The identifier contained in assignments and in the input operations should have already been defined, and so it should be contained in the symbol table. Therefore, when processing this kind of statement, the identifiers are looked up in the symbol table using thelet handle = variables.find_symbol(identifier)? Rust statement.

The expressions contained in assignments and in output operations are analyzed by the let analyzed_expr = analyze_expr(variables, expr)? Rust statement. If the analysis fails, the error is propagated out of this function. If the analysis succeeds, the resulting analyzed expression is stored in a local variable.

For any of the four Calc statement kinds, if no errors have been encountered, the function returns a success result containing the respective analyzed statement variant.
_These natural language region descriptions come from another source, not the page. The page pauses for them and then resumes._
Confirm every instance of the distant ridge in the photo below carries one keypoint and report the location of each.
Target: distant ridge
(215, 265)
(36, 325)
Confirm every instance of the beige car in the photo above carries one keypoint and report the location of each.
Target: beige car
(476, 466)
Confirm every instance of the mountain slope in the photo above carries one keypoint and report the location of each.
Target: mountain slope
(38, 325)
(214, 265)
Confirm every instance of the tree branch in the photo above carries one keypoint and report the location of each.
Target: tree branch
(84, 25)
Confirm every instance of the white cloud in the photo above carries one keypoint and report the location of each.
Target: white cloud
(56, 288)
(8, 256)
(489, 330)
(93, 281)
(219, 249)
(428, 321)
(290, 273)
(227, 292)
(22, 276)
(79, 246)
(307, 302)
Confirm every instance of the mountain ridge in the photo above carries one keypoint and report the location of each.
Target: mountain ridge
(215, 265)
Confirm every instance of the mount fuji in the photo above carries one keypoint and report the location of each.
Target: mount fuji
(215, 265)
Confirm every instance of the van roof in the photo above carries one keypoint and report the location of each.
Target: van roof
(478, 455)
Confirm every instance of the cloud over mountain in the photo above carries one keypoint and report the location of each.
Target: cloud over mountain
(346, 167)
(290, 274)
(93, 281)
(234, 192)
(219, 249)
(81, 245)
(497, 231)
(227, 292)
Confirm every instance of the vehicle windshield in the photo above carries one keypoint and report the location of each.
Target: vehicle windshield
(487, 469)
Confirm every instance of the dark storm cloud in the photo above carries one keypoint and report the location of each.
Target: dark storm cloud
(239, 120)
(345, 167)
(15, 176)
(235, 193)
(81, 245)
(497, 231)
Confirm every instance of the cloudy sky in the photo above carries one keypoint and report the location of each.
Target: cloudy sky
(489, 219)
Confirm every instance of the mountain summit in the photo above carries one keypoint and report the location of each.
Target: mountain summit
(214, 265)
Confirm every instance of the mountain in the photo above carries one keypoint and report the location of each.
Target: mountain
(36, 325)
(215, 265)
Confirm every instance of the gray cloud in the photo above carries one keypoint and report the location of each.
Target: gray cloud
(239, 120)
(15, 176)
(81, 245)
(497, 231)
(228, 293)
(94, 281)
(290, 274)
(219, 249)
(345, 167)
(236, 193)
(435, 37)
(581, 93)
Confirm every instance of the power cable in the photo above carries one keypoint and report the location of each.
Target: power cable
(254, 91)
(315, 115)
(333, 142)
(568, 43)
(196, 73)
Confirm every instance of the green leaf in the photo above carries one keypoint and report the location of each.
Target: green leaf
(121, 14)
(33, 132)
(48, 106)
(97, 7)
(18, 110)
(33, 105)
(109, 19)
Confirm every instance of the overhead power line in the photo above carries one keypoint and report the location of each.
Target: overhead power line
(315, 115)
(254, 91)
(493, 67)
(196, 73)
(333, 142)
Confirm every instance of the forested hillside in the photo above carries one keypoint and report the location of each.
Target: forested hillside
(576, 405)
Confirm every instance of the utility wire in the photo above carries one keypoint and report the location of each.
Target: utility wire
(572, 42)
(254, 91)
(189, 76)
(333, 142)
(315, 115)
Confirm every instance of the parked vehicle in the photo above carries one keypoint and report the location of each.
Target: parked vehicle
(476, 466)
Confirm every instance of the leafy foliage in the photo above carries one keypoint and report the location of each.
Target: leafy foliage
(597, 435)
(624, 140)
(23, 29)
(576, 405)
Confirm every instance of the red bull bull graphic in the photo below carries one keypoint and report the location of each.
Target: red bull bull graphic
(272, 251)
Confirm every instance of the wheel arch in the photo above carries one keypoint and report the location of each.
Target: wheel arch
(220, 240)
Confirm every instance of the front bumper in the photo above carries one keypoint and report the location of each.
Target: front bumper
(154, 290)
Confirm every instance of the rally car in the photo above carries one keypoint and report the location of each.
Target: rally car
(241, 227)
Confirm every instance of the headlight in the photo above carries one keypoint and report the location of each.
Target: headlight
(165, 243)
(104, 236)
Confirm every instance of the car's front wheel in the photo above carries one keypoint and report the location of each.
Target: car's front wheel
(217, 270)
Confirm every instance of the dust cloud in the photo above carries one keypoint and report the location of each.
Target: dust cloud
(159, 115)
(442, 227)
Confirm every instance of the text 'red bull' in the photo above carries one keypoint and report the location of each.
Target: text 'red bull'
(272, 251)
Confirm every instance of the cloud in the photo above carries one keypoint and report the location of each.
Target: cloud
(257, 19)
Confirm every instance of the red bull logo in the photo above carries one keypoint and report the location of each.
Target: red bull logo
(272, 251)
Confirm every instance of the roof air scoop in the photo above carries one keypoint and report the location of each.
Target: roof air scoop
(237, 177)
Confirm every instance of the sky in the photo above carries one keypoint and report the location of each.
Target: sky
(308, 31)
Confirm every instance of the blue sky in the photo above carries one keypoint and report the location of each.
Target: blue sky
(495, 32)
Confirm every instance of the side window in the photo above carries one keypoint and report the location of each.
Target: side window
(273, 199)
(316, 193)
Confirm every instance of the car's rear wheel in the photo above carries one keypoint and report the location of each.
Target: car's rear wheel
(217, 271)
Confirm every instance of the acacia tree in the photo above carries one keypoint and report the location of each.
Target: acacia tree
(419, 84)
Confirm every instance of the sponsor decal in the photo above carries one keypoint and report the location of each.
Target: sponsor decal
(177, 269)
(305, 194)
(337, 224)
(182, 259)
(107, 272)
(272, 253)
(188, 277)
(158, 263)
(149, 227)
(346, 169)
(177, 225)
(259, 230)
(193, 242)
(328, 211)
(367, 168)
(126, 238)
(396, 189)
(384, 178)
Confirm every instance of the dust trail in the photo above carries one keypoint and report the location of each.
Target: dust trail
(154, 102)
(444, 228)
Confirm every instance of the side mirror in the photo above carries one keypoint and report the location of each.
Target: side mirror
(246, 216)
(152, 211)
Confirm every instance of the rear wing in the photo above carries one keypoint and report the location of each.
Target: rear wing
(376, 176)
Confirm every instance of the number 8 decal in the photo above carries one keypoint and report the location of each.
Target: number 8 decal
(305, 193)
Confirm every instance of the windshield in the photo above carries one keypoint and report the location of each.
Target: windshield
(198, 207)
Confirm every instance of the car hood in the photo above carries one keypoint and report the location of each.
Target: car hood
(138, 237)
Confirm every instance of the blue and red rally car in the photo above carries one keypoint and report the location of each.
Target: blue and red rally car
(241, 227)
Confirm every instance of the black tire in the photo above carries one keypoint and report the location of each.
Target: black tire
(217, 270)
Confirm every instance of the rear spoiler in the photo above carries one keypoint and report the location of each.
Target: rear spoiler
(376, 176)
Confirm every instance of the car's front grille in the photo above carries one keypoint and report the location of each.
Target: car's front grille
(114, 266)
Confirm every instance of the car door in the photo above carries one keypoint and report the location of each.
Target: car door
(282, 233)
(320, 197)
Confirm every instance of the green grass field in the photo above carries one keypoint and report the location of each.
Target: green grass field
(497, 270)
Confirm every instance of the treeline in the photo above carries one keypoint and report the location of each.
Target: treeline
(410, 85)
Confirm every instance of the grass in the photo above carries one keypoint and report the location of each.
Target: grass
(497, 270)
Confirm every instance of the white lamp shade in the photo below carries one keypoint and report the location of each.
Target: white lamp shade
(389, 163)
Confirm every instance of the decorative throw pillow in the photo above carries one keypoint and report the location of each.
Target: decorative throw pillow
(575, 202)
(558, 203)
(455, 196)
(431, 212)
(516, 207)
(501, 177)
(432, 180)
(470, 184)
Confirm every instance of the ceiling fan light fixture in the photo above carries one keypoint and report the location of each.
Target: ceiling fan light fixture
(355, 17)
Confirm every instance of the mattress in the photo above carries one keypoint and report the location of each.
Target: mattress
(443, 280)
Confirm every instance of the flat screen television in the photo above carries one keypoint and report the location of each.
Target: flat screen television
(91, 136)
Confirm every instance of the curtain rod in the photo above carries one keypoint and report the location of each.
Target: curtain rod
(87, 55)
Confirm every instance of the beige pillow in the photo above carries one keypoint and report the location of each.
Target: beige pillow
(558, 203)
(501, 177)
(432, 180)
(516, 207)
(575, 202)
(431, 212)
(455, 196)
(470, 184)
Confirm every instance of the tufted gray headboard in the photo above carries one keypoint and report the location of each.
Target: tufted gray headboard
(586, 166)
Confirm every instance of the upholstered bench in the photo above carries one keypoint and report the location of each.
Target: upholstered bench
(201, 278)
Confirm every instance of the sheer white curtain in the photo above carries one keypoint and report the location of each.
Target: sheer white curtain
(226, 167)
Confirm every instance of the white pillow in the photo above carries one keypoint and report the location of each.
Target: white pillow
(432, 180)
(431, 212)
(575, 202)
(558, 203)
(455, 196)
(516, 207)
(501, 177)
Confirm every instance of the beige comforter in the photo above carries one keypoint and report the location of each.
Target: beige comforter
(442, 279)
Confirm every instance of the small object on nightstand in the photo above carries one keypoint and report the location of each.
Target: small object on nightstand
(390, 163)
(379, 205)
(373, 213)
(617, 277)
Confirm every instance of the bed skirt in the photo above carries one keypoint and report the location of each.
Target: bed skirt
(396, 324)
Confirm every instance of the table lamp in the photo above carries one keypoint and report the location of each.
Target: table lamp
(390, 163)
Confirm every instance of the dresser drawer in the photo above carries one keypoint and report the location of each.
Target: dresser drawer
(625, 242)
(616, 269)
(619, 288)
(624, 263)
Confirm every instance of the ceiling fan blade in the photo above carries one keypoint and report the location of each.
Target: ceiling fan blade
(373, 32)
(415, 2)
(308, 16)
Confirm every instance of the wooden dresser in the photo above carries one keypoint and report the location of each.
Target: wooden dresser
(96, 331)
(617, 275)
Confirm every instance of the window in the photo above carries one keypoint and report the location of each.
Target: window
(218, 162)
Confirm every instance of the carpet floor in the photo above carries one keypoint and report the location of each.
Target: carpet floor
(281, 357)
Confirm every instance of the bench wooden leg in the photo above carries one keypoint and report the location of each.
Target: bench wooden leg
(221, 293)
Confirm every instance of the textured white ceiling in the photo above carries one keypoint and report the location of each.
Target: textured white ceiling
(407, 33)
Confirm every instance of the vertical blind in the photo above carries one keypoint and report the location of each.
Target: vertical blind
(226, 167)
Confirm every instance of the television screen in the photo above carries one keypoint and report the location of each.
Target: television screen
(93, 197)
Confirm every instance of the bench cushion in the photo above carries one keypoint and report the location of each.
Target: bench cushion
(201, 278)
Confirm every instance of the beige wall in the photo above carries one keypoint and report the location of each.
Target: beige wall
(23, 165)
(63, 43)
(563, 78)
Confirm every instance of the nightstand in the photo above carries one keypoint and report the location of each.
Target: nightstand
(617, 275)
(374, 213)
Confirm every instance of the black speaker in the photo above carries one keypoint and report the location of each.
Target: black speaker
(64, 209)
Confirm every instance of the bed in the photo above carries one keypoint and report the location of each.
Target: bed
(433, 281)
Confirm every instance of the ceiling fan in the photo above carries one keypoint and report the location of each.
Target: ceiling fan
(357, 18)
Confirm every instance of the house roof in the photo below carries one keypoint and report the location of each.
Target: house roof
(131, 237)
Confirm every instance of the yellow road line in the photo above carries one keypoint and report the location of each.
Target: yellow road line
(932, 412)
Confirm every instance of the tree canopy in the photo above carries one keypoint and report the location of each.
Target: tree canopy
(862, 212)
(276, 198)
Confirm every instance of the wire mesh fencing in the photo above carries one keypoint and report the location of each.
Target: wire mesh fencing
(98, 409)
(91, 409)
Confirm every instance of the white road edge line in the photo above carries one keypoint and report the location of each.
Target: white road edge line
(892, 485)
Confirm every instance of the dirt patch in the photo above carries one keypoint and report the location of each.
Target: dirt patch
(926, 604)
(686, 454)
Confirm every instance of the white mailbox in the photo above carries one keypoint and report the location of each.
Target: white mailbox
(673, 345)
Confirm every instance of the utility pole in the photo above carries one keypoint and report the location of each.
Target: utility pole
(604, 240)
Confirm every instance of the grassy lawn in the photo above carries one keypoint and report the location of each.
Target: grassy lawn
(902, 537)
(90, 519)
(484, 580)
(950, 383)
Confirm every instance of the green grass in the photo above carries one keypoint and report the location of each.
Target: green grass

So, we need to know how to analyze expressions, shown as follows:

fn analyze_expr(
variables: &mut SymbolTable,
parsed_expr: &ParsedExpr,
) -> Result<AnalyzedExpr, String> {
let first_term = analyze_term(variables, &parsed_expr.0)?;
let mut other_terms = Vec::<(ExprOperator, AnalyzedTerm)>::new();
for term in &parsed_expr.1 {
other_terms.push((term.0, analyze_term(variables, &term.1)?));
}
Ok((first_term, other_terms))
}

The received parsed expression is a pair—&parsed_expr.0 is a parsed term and &parsed_expr.1 is a vector of pairs of an expression operator and an analyzed term. We want to construct an analyzed expression that has the same structure.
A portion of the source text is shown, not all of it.